Da quando è scoppiata la guerra in Ucraina (24 febbraio 2022), Leonardo ha guadagnato in borsa il 206%! Leonardo spa ha continuato a stringere accordi con l’industria militare israeliana. Indicativi i dati riportati da Pagine Esteri su quanto ha fatturato con i cannoni utilizzati dalle unita della Marina militare israeliana: quattrocentoquaranta milioni di dollari, uno dei maggiori affari mai realizzati dalla holding nello scacchiere di guerra mediorientale. Gli strumenti di morte in questione sono i cannoni navali 76/62 Super Rapido MF, in grado di sparare fino a 120 colpi al minuto, prodotti negli stabilimenti della controllata OTO Melara di La Spezia, andati ad armare le nuove corvette della classe “Sa’ar 6” realizzate dalla societa tedesca ThyssenKrupp Marine Systems e impiegate, secondo alcune dichiarazioni rilasciate dai militari israeliani, in questo periodo da Israele per attaccare via mare la Striscia di Gaza.

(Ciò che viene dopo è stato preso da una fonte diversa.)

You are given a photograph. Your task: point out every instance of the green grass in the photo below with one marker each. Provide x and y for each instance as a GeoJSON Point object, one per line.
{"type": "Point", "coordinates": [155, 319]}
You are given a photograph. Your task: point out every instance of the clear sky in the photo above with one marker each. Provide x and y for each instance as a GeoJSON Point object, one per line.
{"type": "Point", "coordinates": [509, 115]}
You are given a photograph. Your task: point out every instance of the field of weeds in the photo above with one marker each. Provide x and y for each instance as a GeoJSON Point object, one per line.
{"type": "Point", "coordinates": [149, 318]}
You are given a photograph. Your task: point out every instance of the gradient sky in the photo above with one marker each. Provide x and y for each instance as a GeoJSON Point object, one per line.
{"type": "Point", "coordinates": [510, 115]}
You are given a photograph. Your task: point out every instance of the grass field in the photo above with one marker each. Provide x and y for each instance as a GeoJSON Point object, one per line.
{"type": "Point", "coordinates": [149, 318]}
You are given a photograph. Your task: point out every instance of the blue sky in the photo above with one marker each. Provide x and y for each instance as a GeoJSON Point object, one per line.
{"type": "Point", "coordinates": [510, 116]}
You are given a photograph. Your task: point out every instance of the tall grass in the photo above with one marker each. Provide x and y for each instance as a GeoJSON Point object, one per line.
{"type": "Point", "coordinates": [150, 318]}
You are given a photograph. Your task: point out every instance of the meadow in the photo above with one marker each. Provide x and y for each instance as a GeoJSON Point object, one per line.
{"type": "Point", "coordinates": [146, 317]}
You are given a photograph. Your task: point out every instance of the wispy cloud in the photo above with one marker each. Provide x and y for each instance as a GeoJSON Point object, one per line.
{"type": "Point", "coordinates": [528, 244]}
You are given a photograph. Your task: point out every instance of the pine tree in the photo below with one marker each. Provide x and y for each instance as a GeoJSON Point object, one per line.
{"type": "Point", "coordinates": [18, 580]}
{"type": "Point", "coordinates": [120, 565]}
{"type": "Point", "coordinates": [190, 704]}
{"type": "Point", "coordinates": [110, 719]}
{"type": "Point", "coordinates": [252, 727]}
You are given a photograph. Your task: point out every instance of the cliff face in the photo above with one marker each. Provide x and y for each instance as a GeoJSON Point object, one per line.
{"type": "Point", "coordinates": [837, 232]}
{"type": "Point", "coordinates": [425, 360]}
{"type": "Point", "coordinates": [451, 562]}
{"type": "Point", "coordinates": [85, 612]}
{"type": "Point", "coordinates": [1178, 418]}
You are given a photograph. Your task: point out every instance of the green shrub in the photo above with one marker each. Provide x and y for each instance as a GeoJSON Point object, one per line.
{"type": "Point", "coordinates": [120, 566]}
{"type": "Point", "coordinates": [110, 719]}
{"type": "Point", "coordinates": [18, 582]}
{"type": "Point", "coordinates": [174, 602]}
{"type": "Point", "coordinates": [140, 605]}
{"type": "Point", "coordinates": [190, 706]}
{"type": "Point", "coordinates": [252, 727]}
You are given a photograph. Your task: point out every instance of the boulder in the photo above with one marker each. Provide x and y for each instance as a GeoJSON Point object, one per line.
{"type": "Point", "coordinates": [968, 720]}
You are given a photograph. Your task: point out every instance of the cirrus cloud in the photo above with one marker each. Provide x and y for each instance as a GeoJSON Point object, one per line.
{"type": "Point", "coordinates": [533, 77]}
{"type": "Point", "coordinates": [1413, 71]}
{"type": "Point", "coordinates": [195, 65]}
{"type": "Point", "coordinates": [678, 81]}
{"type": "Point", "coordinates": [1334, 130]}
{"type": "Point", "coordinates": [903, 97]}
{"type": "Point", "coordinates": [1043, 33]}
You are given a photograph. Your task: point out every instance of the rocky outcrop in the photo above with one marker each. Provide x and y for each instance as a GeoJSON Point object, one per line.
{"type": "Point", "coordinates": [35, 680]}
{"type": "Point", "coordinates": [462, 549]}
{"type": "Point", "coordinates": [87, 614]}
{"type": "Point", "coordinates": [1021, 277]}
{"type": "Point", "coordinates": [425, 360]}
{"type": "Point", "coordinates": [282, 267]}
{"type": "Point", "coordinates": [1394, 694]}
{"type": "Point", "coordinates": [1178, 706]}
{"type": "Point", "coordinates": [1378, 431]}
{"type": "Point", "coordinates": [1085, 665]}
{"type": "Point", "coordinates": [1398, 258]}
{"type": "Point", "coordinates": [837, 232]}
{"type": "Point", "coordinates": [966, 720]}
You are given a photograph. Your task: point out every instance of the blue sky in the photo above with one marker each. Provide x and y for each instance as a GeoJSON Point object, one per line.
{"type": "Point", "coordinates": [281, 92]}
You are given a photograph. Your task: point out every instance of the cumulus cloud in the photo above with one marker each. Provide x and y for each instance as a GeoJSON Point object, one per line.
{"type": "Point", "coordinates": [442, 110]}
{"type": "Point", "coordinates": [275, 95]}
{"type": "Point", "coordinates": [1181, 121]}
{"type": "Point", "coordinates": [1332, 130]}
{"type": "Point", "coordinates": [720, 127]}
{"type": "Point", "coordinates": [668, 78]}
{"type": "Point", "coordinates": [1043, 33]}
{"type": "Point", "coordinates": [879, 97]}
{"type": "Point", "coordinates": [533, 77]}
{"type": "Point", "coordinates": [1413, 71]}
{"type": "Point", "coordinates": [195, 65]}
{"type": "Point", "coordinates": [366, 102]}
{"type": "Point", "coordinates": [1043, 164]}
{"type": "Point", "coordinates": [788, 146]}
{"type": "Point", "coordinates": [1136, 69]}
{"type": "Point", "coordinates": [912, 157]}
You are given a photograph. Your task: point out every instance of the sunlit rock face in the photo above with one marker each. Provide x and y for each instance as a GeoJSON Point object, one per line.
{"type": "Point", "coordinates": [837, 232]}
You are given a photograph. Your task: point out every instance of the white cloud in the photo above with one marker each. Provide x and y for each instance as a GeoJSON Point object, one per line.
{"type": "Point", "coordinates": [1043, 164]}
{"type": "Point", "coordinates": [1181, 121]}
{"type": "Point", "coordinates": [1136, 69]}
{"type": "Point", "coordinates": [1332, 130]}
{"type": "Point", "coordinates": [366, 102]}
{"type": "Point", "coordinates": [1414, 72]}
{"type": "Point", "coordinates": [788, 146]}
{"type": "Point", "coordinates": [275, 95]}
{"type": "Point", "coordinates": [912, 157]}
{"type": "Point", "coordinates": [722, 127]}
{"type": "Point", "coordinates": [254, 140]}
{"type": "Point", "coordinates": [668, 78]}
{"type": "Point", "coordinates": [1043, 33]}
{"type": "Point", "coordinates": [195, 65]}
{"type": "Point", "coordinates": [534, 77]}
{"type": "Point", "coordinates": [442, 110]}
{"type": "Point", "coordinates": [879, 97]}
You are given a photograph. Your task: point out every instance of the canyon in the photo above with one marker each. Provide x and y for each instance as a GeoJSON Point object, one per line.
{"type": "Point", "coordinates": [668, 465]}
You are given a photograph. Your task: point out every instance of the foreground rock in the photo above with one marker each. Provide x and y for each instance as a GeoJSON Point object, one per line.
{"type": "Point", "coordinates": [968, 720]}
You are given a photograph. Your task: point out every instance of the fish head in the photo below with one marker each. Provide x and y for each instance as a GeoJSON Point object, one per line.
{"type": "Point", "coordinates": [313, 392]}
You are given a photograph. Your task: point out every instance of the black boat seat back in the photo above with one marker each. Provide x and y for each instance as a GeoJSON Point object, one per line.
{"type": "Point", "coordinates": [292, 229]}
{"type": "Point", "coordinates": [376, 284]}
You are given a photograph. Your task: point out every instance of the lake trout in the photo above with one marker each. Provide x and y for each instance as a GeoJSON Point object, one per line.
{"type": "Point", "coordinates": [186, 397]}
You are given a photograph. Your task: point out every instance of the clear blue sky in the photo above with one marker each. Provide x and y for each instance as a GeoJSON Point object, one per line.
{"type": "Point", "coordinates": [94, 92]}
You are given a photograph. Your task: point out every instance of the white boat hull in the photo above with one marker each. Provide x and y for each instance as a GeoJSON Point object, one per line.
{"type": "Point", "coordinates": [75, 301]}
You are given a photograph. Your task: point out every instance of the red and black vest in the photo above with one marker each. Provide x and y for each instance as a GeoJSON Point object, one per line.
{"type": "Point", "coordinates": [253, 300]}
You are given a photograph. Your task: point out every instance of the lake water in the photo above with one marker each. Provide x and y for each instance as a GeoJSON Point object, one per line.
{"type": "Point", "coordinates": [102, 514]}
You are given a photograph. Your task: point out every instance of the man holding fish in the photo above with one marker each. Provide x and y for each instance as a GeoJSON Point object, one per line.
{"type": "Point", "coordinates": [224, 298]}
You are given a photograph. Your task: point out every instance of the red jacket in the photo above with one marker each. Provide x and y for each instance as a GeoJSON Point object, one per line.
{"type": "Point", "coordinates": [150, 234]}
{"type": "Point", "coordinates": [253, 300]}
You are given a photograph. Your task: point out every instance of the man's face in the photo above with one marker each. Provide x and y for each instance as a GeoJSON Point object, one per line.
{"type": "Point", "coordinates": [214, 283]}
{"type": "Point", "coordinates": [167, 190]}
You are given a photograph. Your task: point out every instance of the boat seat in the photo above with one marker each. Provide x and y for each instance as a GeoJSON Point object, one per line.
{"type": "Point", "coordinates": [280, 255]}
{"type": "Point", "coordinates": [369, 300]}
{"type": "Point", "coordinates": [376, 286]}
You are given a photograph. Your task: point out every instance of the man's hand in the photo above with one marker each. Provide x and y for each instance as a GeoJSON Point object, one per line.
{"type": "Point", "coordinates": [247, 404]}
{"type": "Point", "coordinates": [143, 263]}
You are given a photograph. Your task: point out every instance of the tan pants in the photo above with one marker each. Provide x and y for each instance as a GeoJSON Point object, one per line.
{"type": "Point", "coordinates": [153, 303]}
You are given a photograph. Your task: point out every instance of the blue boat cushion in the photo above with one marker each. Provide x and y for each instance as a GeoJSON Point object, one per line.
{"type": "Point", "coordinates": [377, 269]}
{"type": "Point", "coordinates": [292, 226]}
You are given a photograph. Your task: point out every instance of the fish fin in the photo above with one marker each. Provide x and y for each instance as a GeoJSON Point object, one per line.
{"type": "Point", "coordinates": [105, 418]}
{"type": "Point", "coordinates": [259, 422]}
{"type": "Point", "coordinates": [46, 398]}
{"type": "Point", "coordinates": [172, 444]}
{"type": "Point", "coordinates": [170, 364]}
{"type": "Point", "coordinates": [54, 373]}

Occorre ricordare in proposito l’adesione dell’Italia nel 2014 al “Trattato internazionale sul commercio di armi” (Arms Trade Treaty), in cui si stabilisce non solo il divieto ad esportare materiali militari a Paesi sottoposti a misure di embargo internazionale (art. 6), ma anche di valutare se le armi convenzionali o gli oggetti militari “possono contribuire a minacciare la pace e la sicurezza; possono essere utilizzati per commettere o agevolare una grave violazione del diritto internazionale umanitario e commettere o agevolare una grave violazione del diritto internazionale dei diritti umani”. E “se dopo aver condotto tale valutazione e aver esaminato eventuali misure di mitigazione, lo Stato Parte esportatore ritiene che vi sia un forte rischio di ricadere in una delle conseguenze negative previste, lo Stato Parte esportatore non autorizzera l’esportazione” (art. 7).
E ancora: Leonardo produce i componenti dei missili Storm Shadow che il governo di Londra potrebbe inviare a Kiev per colpire il territorio russo, portandoci direttamente in guerra con Mosca.
Nuove opportunità per le armi. Il Report di DraghiL’industria delle armi trova sempre più spazi per allargarsi e anche importanti sponsor. Nel rapporto sulla competitivita dell’Unione Europea firmato da Mario Draghi e che guiderà le decisioni della commissione sotto la presidenza di Ursula von der Leyen si parla di togliere ogni limitazione all’accesso ai finanziamenti europei all’industria militare. Si forniscono poi “raccomandazioni” alla Commissione Ue anche in termini di governance per rafforzare il settore, tra le quali quella di costituire un’Autorità per l’industria della difesa, gestita dalla Commissione Ue e seguendo indicazioni di «gruppi settoriali specifici composti da rappresentanti dell’industria e degli Stati membri».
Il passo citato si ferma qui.